MCP_DEBUG=true MCP_LOG_LEVEL=DEBUG python -m src.server

This dumps full HTTP exchanges (with secrets redacted) to stderr. Never to stdoutstdout carries the MCP JSON-RPC protocol stream.

Logging Notes

  • All logs go to stderr (or optional MCP_LOG_FILE).
  • Tokens, API keys, Authorization headers, and credentials are auto-redacted before logging.
  • Logs are structured JSON (one event per line) for easy parsing with jq.

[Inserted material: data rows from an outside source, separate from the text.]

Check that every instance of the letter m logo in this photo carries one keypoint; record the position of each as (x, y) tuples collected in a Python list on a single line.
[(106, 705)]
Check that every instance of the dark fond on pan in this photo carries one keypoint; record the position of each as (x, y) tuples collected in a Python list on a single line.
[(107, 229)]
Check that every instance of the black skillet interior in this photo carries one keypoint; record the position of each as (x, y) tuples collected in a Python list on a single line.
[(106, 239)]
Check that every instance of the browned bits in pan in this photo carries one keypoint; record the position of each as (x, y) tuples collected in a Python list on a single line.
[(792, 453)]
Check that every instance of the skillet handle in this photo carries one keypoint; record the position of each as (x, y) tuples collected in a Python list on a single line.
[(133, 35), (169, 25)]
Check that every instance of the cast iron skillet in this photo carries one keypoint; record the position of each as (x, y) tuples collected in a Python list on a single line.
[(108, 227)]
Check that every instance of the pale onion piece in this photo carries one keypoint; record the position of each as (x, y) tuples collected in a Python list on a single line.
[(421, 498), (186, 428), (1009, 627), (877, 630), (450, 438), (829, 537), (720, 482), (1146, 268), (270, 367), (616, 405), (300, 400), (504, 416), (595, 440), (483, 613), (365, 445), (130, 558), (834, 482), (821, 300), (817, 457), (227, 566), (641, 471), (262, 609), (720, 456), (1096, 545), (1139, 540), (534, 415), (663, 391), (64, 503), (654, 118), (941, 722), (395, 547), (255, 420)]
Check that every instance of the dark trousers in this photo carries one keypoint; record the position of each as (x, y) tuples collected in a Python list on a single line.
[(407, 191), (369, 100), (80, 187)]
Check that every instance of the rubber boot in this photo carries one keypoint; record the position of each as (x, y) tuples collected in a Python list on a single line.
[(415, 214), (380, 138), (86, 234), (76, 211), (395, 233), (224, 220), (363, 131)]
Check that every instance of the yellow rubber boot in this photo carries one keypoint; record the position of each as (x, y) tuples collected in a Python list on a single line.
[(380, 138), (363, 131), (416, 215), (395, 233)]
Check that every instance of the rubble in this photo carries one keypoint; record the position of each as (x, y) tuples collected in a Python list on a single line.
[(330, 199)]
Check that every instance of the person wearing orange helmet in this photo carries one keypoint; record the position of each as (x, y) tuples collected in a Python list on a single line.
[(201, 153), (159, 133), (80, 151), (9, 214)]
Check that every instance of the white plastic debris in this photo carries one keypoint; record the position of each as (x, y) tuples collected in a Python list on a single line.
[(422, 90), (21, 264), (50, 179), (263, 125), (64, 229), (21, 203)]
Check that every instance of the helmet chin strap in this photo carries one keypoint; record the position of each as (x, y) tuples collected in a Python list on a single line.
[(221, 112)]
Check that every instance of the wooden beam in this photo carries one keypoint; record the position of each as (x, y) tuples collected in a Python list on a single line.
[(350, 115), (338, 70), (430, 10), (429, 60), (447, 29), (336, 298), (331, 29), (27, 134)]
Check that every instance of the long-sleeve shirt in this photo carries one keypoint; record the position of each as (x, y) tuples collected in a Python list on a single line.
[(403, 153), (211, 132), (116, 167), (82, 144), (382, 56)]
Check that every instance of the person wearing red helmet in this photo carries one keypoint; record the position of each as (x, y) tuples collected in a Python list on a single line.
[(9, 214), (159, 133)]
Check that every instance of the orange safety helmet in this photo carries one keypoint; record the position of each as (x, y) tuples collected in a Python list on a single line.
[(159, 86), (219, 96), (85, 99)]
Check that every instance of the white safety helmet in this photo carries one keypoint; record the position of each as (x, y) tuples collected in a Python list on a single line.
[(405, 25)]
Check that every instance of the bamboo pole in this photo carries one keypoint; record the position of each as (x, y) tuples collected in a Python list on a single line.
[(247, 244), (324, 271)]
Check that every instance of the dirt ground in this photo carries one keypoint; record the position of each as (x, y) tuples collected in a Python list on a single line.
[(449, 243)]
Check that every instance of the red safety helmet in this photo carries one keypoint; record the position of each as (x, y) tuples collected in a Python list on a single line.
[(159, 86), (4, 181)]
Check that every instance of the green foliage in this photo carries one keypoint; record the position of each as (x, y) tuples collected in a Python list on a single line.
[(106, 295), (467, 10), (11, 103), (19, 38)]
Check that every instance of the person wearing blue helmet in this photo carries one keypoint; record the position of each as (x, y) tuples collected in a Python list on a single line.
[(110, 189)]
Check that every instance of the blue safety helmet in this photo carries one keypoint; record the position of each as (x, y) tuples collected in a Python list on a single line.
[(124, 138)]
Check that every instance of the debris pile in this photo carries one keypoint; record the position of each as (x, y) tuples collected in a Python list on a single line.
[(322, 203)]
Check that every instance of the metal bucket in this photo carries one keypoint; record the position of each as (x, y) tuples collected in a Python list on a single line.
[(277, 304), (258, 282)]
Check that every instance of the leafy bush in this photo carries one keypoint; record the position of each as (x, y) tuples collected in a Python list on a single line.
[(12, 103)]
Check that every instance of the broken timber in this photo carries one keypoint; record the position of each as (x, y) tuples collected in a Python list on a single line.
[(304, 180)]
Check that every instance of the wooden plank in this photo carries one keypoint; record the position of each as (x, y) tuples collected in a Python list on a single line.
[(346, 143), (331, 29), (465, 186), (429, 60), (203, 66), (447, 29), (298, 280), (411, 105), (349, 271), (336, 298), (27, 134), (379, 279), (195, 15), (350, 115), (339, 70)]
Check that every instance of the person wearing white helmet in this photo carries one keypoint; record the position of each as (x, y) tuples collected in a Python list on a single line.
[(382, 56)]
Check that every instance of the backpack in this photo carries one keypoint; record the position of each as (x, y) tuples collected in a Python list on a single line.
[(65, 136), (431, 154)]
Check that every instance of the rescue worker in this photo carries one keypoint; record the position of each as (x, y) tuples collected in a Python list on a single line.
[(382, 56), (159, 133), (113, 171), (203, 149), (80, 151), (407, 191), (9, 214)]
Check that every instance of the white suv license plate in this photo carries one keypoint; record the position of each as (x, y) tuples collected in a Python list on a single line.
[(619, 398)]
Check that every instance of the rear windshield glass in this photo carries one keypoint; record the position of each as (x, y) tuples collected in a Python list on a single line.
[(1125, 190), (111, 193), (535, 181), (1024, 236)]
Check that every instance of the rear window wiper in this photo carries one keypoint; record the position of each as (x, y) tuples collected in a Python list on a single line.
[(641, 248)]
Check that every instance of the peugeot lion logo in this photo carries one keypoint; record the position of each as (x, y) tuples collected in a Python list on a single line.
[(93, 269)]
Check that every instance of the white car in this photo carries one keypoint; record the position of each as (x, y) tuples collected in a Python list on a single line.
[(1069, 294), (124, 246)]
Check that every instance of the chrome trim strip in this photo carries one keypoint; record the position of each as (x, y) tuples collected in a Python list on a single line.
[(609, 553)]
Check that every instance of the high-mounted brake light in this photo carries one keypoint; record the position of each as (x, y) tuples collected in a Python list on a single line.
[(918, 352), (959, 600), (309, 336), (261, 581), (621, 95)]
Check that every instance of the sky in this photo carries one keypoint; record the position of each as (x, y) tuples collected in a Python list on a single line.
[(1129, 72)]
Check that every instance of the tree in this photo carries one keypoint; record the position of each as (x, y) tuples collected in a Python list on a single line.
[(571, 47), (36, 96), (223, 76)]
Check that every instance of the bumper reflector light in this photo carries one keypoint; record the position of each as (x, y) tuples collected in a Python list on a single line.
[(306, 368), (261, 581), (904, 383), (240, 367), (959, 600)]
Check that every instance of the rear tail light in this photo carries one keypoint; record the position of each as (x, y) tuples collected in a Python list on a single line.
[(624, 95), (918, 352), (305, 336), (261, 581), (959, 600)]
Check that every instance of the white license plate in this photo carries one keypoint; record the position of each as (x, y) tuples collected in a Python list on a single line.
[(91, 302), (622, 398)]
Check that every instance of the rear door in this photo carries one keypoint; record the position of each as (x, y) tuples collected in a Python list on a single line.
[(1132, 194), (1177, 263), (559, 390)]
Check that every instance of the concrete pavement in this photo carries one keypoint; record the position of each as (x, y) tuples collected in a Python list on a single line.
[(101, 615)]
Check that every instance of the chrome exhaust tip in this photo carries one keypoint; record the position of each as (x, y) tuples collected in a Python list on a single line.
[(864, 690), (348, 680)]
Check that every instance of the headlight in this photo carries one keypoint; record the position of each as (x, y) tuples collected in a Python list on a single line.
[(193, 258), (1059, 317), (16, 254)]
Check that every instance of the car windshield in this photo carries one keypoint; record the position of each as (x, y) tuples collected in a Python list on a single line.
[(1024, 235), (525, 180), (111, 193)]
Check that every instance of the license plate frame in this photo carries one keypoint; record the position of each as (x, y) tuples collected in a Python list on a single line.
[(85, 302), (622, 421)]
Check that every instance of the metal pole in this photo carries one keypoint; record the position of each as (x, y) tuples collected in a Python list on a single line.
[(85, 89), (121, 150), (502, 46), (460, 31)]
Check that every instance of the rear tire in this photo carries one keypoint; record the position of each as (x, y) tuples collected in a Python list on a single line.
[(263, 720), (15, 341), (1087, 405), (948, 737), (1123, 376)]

See CLAUDE.md for full debugging strategy.

Development Roadmap

Phase 1: Project Setup

  • [x] requirements.txt with pinned dependencies
  • [x] .gitignore for secrets and caches
  • [x] .env.example documenting environment variables
  • [ ] Initialize src/ package structure
  • [ ] Initial config/api_configs.json template

Phase 2: Core MCP Server

  • [ ] MCP server initialization
  • [ ] Tool schema definitions
  • [ ] Logging and error handling

Phase 3: Authentication

  • [ ] OAuth 2.0 authorization code flow
  • [ ] Local callback HTTP server
  • [ ] Keyring-based token storage
  • [ ] Token refresh logic

Phase 4: API Gateway

  • [ ] Generic REST client
  • [ ] GraphQL query/mutation support
  • [ ] Multi-auth method support
  • [ ] Request/response handlers

Phase 5: Tools & Integration

  • [ ] Implement fetch_data tool
  • [ ] Implement send_data tool
  • [ ] Implement execute_graphql tool
  • [ ] Implement list_apis and get_status tools

Phase 6: Testing & Polish

  • [ ] Unit tests per module
  • [ ] Integration tests with mock APIs
  • [ ] Configuration examples
  • [ ] User documentation

Future Enhancements

  • MCP App: Standalone web interface as a frontend on top of this gateway
  • Persistent Storage: SQLite/PostgreSQL for data history and audit logs
  • Rate Limiting: Per-API rate limiting and request queuing
  • Caching: Response caching with configurable TTL
  • Multi-Tenant: Support multiple users with separate credential stores
  • Webhooks: Receive data via incoming webhooks
  • Data Transformation Pipelines: Chain transformations across APIs

Security

  • All credentials stored in OS-level secure keyring (Keychain on macOS, Credential Manager on Windows, Secret Service on Linux)
  • .env file excluded from version control via .gitignore
  • OAuth uses standard authorization code flow (no implicit grant)
  • Tokens never logged or exposed in error messages
  • Local callback server only listens on localhost and only during the OAuth flow

License

TBD

Contributing

This project is in early development. Contribution guidelines will be added once the core implementation is stable.